The Mudcat Café TM
Thread #129978   Message #3180230
Posted By: Crowhugger
02-Jul-11 - 01:08 PM
Thread Name: Childrens singing games
Subject: RE: Childrens singing games
Guest,
From Ottawa, ON in mid 1960s, our version of Mary Mack has one more line:
After:
To see the elephants elephants elephants
Goes:
Inside the tent tents tents.

We used the same musical phrase for the first four lines, which I would notate as 5 6 7 8_ 8_ 8 (not 1 2 3 4 4 4) because of how it fits with the B musical phrase, two lines long and used for the next four lines:
3 2 1 2_ 2_ 2
4 3 2 1_ 1_ 1

Then back to A tune, down to 5 to start the 9th line. But sometimes we stayed on the pitch of 1 and made a key change by using it as the 5 in the A tune, till after a while we were squeaking ridiculously high and ending in gales of laughter.

I never heard boys sing this. Miss Mary Mack was definitely a girls clapping song in my neighbourhood.

Most of our playground games escaped the safety police, but one serious contact game, Red Rover, was banned for the rest of the school year after someone broke an arm.
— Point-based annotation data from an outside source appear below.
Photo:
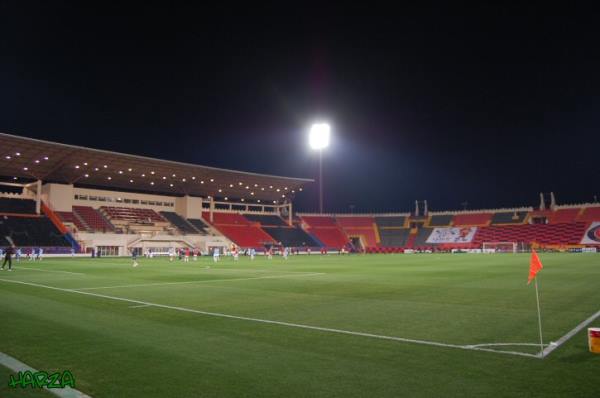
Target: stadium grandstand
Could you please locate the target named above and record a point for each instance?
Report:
(66, 198)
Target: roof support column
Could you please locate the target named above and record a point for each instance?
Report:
(38, 195)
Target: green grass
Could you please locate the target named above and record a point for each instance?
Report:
(114, 350)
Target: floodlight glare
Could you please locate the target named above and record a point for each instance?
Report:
(319, 136)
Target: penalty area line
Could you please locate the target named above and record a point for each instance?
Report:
(50, 270)
(280, 323)
(17, 366)
(199, 281)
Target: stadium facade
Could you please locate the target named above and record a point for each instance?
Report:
(66, 198)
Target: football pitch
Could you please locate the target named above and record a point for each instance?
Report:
(321, 326)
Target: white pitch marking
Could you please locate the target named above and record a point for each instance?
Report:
(199, 281)
(506, 344)
(280, 323)
(570, 334)
(49, 270)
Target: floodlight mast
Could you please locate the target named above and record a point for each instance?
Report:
(319, 140)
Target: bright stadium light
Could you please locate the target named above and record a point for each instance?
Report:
(318, 139)
(319, 136)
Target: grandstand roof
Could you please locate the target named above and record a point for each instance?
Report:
(30, 158)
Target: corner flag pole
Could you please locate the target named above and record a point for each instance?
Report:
(537, 297)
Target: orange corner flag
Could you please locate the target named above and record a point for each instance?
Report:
(535, 266)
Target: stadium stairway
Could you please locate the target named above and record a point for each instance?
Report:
(326, 230)
(239, 230)
(48, 212)
(93, 219)
(360, 227)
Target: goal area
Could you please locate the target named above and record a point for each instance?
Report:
(499, 247)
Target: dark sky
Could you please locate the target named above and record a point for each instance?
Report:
(486, 105)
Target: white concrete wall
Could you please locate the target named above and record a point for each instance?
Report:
(189, 207)
(59, 196)
(117, 199)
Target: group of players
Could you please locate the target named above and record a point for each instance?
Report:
(31, 255)
(184, 254)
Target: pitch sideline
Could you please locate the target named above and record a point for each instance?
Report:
(281, 323)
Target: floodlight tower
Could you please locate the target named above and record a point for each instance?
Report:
(319, 140)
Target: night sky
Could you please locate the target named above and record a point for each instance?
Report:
(488, 106)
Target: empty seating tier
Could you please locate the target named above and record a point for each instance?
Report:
(326, 230)
(360, 227)
(30, 231)
(440, 220)
(240, 230)
(395, 221)
(92, 219)
(266, 219)
(132, 215)
(291, 236)
(69, 217)
(198, 224)
(17, 206)
(590, 214)
(179, 222)
(472, 219)
(517, 217)
(562, 216)
(394, 237)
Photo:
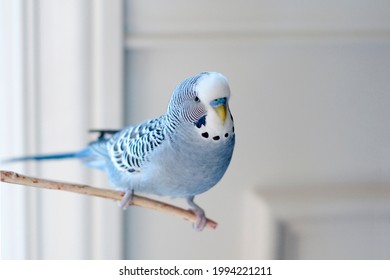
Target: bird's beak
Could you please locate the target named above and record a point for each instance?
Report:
(220, 106)
(221, 112)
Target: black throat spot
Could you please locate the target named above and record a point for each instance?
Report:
(200, 122)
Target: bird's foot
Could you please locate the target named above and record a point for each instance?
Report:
(201, 219)
(126, 199)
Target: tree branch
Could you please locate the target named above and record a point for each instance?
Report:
(16, 178)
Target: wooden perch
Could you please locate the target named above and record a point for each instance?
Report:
(15, 178)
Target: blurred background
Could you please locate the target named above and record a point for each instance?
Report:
(310, 81)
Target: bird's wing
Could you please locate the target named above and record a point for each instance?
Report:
(130, 148)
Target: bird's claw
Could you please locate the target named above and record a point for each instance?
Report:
(201, 220)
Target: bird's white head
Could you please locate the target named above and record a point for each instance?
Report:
(203, 100)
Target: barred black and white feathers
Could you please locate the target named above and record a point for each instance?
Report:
(182, 153)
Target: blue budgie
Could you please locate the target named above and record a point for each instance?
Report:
(182, 153)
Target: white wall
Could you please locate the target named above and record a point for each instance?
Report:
(64, 75)
(311, 98)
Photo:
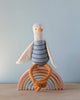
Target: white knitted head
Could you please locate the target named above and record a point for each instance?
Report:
(38, 32)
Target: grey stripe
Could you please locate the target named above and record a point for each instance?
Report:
(39, 52)
(39, 47)
(39, 56)
(39, 60)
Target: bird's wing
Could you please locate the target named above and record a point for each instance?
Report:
(26, 55)
(50, 55)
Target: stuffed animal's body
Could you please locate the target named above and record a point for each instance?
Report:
(39, 52)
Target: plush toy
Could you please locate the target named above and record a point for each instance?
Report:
(39, 52)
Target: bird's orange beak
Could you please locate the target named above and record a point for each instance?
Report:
(40, 30)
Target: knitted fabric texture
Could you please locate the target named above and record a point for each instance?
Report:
(39, 54)
(43, 82)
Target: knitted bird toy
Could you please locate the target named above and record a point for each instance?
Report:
(39, 52)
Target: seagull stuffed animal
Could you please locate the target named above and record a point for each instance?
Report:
(39, 52)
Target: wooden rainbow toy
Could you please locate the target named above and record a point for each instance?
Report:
(55, 82)
(40, 75)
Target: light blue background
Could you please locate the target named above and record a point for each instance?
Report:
(61, 21)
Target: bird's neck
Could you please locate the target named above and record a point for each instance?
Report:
(38, 36)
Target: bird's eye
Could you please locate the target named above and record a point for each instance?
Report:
(35, 28)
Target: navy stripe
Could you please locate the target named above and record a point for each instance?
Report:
(40, 58)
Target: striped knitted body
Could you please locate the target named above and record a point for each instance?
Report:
(39, 54)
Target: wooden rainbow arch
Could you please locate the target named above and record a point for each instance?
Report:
(55, 82)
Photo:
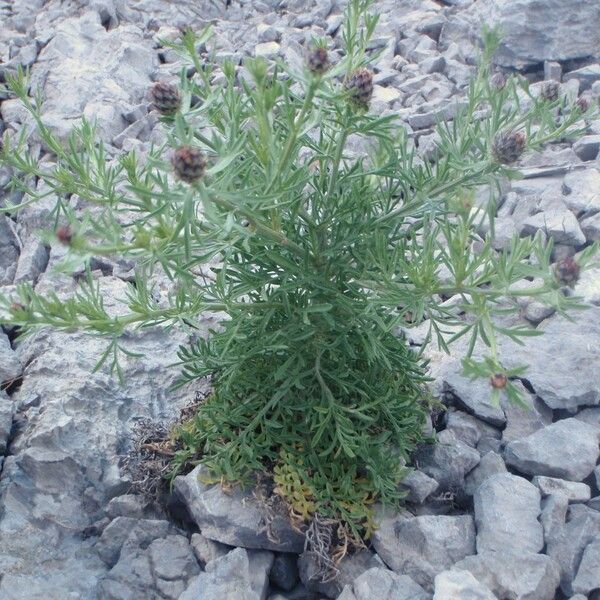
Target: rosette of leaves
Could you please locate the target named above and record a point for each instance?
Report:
(317, 257)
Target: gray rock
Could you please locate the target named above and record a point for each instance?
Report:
(588, 574)
(9, 251)
(10, 365)
(384, 585)
(587, 147)
(421, 547)
(522, 421)
(567, 545)
(235, 519)
(506, 515)
(591, 416)
(284, 572)
(129, 533)
(522, 576)
(560, 373)
(561, 226)
(419, 486)
(447, 461)
(351, 567)
(574, 491)
(161, 570)
(475, 397)
(582, 191)
(564, 35)
(32, 261)
(554, 515)
(7, 411)
(240, 575)
(588, 286)
(207, 550)
(455, 585)
(567, 449)
(591, 227)
(490, 464)
(127, 505)
(586, 76)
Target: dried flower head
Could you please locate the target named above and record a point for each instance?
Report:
(583, 104)
(499, 80)
(498, 381)
(165, 97)
(567, 270)
(189, 163)
(549, 90)
(64, 234)
(360, 86)
(508, 146)
(318, 60)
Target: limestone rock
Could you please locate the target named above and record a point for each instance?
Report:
(235, 519)
(567, 449)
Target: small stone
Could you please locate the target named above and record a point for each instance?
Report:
(240, 575)
(460, 585)
(587, 147)
(419, 486)
(207, 550)
(554, 515)
(475, 397)
(574, 491)
(284, 572)
(582, 189)
(508, 146)
(447, 461)
(567, 449)
(351, 567)
(490, 464)
(423, 546)
(524, 575)
(235, 518)
(383, 584)
(588, 574)
(268, 50)
(566, 547)
(506, 515)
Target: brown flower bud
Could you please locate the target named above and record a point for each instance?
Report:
(508, 146)
(318, 61)
(499, 80)
(64, 234)
(549, 90)
(567, 270)
(498, 381)
(189, 163)
(360, 86)
(583, 104)
(165, 97)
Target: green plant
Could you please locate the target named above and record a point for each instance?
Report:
(320, 258)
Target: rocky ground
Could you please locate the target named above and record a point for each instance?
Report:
(505, 506)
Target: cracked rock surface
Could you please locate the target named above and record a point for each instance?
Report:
(506, 505)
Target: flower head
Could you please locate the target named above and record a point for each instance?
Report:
(189, 163)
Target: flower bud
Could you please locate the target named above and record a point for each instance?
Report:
(549, 90)
(360, 86)
(499, 80)
(508, 146)
(567, 270)
(64, 235)
(498, 381)
(583, 104)
(165, 97)
(318, 61)
(189, 163)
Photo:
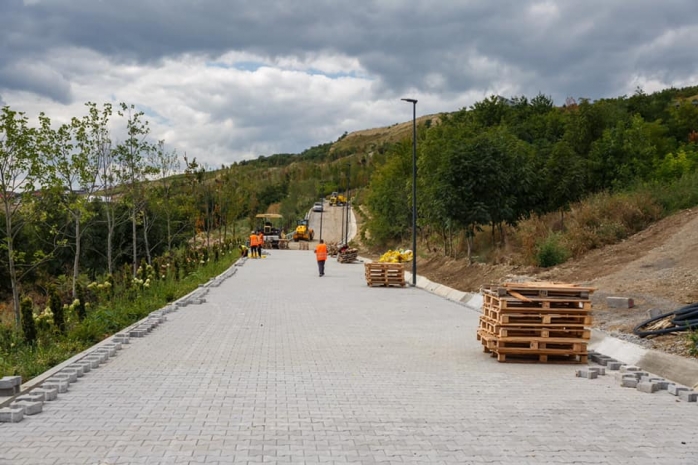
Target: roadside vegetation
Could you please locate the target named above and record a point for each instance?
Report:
(529, 182)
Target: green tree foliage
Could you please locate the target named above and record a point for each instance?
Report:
(389, 194)
(28, 325)
(56, 307)
(18, 172)
(503, 159)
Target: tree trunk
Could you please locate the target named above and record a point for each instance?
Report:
(145, 238)
(11, 262)
(76, 262)
(110, 238)
(169, 230)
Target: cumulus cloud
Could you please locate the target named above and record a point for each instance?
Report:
(232, 80)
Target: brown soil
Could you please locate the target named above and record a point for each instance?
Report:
(657, 268)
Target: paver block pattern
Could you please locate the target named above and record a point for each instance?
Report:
(304, 373)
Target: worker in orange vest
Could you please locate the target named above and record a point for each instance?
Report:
(260, 242)
(253, 245)
(321, 256)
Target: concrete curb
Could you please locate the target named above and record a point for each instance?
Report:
(679, 369)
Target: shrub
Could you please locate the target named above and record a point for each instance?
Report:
(81, 309)
(551, 251)
(57, 310)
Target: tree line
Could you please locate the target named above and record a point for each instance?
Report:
(502, 160)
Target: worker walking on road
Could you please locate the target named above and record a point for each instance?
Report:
(321, 256)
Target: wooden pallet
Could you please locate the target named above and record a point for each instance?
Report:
(536, 322)
(384, 274)
(538, 318)
(542, 358)
(348, 256)
(536, 302)
(556, 331)
(550, 345)
(539, 289)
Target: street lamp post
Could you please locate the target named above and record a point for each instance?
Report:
(346, 203)
(321, 212)
(414, 188)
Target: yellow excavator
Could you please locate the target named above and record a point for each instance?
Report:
(303, 231)
(337, 199)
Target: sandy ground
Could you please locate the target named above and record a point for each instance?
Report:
(657, 268)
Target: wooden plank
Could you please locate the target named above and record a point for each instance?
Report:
(519, 296)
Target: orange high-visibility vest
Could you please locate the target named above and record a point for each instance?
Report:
(321, 252)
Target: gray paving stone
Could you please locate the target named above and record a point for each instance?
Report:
(61, 386)
(648, 386)
(70, 376)
(29, 408)
(675, 389)
(340, 373)
(11, 414)
(48, 394)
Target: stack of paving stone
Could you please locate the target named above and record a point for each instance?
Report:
(536, 322)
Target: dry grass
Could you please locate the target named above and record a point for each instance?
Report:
(600, 220)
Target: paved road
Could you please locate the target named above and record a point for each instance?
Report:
(326, 370)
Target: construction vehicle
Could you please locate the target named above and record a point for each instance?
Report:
(303, 231)
(270, 225)
(337, 199)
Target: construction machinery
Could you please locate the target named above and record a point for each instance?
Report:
(303, 231)
(270, 225)
(337, 199)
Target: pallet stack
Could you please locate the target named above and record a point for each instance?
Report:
(536, 322)
(348, 256)
(384, 274)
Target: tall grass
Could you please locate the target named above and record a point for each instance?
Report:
(601, 219)
(109, 316)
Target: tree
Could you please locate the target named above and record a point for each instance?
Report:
(18, 170)
(133, 169)
(71, 156)
(167, 164)
(387, 198)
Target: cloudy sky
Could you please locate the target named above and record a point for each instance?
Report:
(226, 80)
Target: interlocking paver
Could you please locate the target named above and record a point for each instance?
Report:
(280, 366)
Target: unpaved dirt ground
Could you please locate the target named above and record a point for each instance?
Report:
(657, 268)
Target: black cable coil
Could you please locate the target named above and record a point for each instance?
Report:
(684, 319)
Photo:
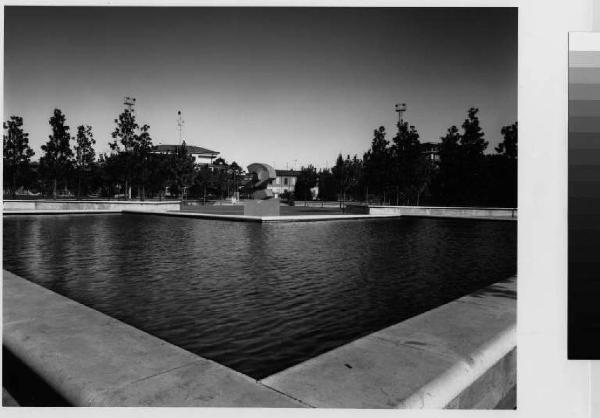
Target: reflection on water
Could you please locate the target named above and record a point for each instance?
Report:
(258, 298)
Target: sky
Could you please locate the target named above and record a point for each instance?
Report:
(284, 86)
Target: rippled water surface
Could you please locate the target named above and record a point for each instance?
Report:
(258, 298)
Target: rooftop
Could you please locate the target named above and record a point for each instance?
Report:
(287, 173)
(192, 149)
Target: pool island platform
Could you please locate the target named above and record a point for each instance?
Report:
(459, 355)
(235, 212)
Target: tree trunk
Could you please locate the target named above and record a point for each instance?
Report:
(79, 186)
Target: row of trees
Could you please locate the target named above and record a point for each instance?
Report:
(457, 171)
(130, 170)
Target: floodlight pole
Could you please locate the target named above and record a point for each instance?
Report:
(400, 108)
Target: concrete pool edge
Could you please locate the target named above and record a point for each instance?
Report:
(260, 219)
(62, 341)
(459, 355)
(92, 359)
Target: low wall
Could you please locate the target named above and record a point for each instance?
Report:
(91, 359)
(460, 355)
(319, 203)
(41, 205)
(433, 211)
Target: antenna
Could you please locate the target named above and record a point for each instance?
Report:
(180, 123)
(400, 108)
(129, 102)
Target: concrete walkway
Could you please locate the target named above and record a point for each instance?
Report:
(460, 355)
(94, 360)
(261, 219)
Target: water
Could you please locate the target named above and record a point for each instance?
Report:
(258, 298)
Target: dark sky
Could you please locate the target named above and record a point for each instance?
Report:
(285, 86)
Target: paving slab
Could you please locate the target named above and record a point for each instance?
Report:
(367, 373)
(424, 362)
(89, 357)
The following year we played it again after promising we'd no longer launch and and hurl ourselves at the arms through which we intended to break, but keep feet on the ground at all times. Yes, sometimes we forgot those earnest intentions. Red Rover was definitely never played at a birthday party though. Parents in control of parties never scheduled it and we never asked, probably knowing the physicality, especially among girls, would spook them.

Party games were much more civilized: Pin the Tail on the Donkey, Guess When a Minute Has Passed, 3-legged races, egg-races. (Often the first activity was to fold pieces of newsprint into party hats and paint them.)

In my area I don't think anyone older than kindergarten would've been caught playing ring around the rosy unless amusing a younger child.